Die Teilnehmer*innen trugen blau-weiße Gewänder und führten entlang der Küste ein körperliches Gebet für den Frieden auf, das Spuren im nassen Sand hinterließ. Sie gingen parallel zur Küstenlinie und folgten dabei manchmal der Krümmung der sanften Wellen, die durch die brechenden Wellen entstanden. Zu anderen Zeiten bewegten sich die Körper in Spiralen oder Kreisen, und das warme Wasser des Arabischen Meeres berührte ihre Füße. Diese multisensorische, stille Friedensperformance wurde mit Drohnenaufnahmen festgehalten, die eine Vogelperspektive auf Land, Meer und Himmel bieten. Das verkörperte Gebet am Strand bildet eine Spirale um die Sonne, die durch leuchtend gelbe und orangefarbene Ringelblumen symbolisiert wird.

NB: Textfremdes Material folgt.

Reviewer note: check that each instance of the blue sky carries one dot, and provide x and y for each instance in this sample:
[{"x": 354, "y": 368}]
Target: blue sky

Mit Blick auf den Gazastreifen sagt der palästinensische Dichter und Aktivist Mohammed El-Kurd, dass Künstler „das Bewusstsein weltweit schärfen und die Massen vor Ort mobilisieren können … Gaza kann das Imperium nicht alleine bekämpfen.“ Er fügt hinzu, dass es nicht ausreicht, an Orten mit „perfekten Opfern“ und „verwundeten Landschaften“ ein „machtloser Zuschauer“ zu sein. Mit Furchtlosigkeit kämpfen wir weiter für Shanti und Nyaya.

Anmerkung der Redaktion: Die Autor*innen dieses Artikels möchten Anuradha Chatterji, Sukanya Dasgupta und Souvik Chakraborty danken.